Are there more than 3 raptors roaming around wild on the island? Grant and the kids never encounter them. Or can the 3 raptors get in and out of the pen at will? If so, why are they never a problem until the electricity to the fence goes off?
I guess the movie makers messed up by including the raptor nest from the book but not including the extra raptors and explaining how they tunneled out of the pen
I assumed they’d laid (lain?) them after breaking out. Or they’d laid (lain?) them in their den in secret (I mean, the guards wouldn’t have been looking in their cage for eggs, they figured they were incapable of reproducing at all) and moved them during their breakout.
But in the movie we assume that the raptors never get out of the pen until the electricity to their pen is turned off (and after that happens we see where they have broken the electric fence). But Grant found the raptor nest before the power to the raptor fence was turned off (which happens when Mr. Arnold shuts down the system, not when Nedry turns off other fences (for even Nedry knew better than to mess with the raptor fences)
who said they were raptor eggs? Seems to me he just found eggs…
OK, I went back and watched that part of the film again.
You’re right that the egg-discovery scene takes place before Arnold shuts down the system. But rewatching the scene, Grant never says that the hatched eggs he’s found are raptor eggs.
And that’s the entire scene. They weren’t raptor eggs.
We see the three-toed footprints in the sand that look like raptor feet.
Those eggs look the same as the raptor eggs in JPIII (I can’t believe I’m using JPIII to support a point)
I always assumed they were raptor eggs, but I suppose they could be something else though.
I’m sure plenty of dinosaur species have 3-toed feet. I never thought the nest Grant found was raptor eggs. That would make no sense.
In the book, it’s clear that animals have escaped before and started breeding before the big, deadly incident. Malcolm deduces it from the population numbers by graphing them; the raptors, compys, and several other species’ charts are those of a breeding population. The park managers didn’t realize it because their automated counting system assumed that none of the faux-dinosaurs could reproduce, and thus whenever they counted they were trying to discover fatalities, not extra faux-dinosaurs; thus hte system would automatically stop when it got to the predicted total.

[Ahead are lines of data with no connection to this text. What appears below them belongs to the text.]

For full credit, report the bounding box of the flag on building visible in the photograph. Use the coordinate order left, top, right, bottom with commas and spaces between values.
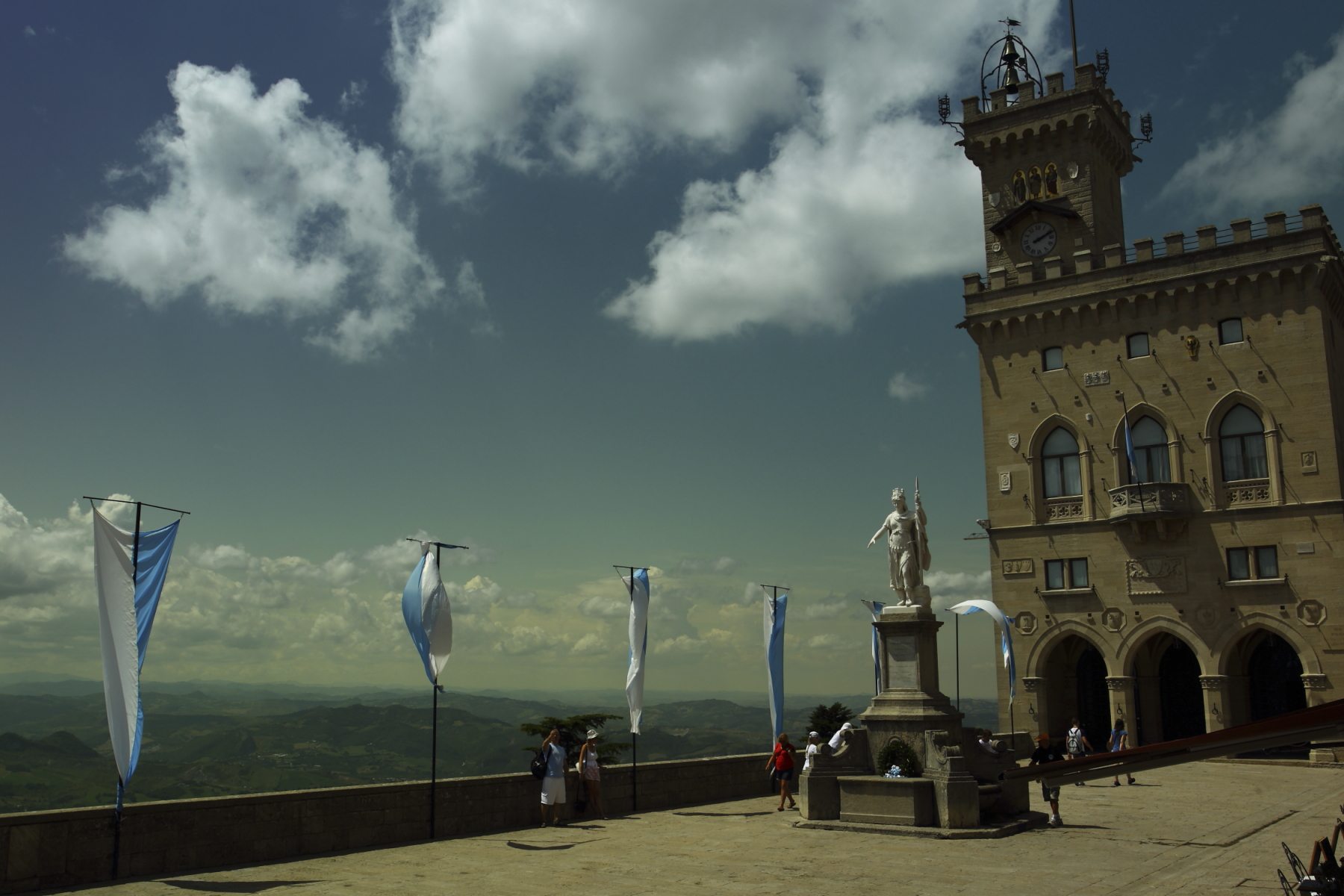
93, 508, 180, 795
621, 570, 649, 735
765, 592, 789, 740
949, 600, 1018, 703
402, 541, 453, 685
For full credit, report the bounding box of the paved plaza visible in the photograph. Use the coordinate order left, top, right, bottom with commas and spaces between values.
78, 763, 1344, 896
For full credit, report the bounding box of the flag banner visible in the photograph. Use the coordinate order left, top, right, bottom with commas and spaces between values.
402, 543, 453, 685
93, 509, 180, 789
948, 600, 1018, 703
765, 592, 789, 740
621, 570, 649, 735
859, 600, 887, 694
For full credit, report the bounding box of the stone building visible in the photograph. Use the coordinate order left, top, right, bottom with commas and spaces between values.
959, 40, 1344, 747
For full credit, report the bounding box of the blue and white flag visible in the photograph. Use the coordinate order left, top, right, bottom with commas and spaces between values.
402, 543, 453, 685
621, 570, 649, 735
948, 600, 1018, 703
93, 509, 180, 807
859, 600, 887, 694
765, 592, 789, 740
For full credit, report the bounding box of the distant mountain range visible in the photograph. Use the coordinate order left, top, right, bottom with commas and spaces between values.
0, 679, 998, 812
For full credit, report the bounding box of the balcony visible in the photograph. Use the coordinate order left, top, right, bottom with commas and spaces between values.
1107, 482, 1195, 541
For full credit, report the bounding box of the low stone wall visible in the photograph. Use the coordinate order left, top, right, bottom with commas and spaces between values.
0, 753, 770, 893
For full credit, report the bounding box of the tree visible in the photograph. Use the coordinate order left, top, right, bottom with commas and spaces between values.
808, 700, 853, 740
517, 712, 630, 765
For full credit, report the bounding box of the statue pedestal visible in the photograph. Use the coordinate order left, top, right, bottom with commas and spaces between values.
859, 599, 962, 789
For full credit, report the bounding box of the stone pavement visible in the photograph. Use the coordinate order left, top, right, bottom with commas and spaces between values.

It’s never revealed how the raptors, etc. are escaping, because that’s kind of the point. Hammond (the park owner) and his managers had set up a system they couldn’t control, with animals they didn’t understand. Book!Malcolm calls all the park’s problems in advance; it was just a matter of when they would occur, not if.
Though I don’t entirely agree that the system was inherently unworkable, as Malcolm opined, I do agree that Hammond and his crew were the wrong people to do it.
Maybe. They certainly didn’t encounter every dinosaur on the island (for example, they never see the Dilophosaurus that ate Nedry).
Who says they weren’t a problem earlier? A raptor kills a park employee in the very first scene of the movie.
Raptors had four-toed feet, but the inner two toes were carried off the ground, so their tracks appear essentially two-toed [actual fossil tracks, discovered after the film was made]. Here’s an image of the nest from JP- while they don’t look exactly like actual raptor tracks, I think it is pretty obvious that they are supposed to be.
PSXer posting a JP question is like Bill Murray posting a comedy question. Who’s a higher authority than PSXer?
I always took the first scene of the move - where the hunter and crew are capturing a Veliciraptor - as evidence that they had escaped before - and while Grant doesn’t say its a raptor egg ( how would he know without other evidence) - him finding the egg is meant as others have said - that the dinosaurs in general are reproducing.
Apparently a lot of people because I was wrong. I thought Grant identified the nest as raptors.
And I thought the first scene in the movie was introducing a new raptor to the pen (the big one who takes over and kills all but two of the others), not re-introducing one that had earleir escaped.
Yeah, I never thought they were raptor eggs he found. I figured they were eggs from the dinosaurs in that area of the park. They had hadrosaurs living among brachiosaurs. I figured they were keeping some dinosaurs who were herbivorous in the same areas like they do in some zoos with modern animals.
However, regarding the opening scene: was that the stupidest way to open a transfer cage? Did he really have to get up on top to open the gate? It looks like he just lays his hands on the top and the gate lifts up. Couldn’t he have just hooked up a chain from a crane and then gotten off the cage entirely, reached a safe area and then opened the gate??
And in the book when they do go to the raptor nest, the eggs are arranged in neat little circles just like the nest Grant finds in the movie
And the little girl on the picnic with her parents. (or am I conflating the novel with the film?)
The scene with the little girl on the island was in the first book but the second movie. And she was attacked by compys, not raptors
The eggs in the movie are not in a neat circle.
because they’ve already hatched.
Iunno clearly I don’t remember that scene as well as I thought I did. But I thought he did find a circular nest at least
I’m getting it mixed up with the scene in JPIII where they find raptor nests.
That would certainly explain my confusion.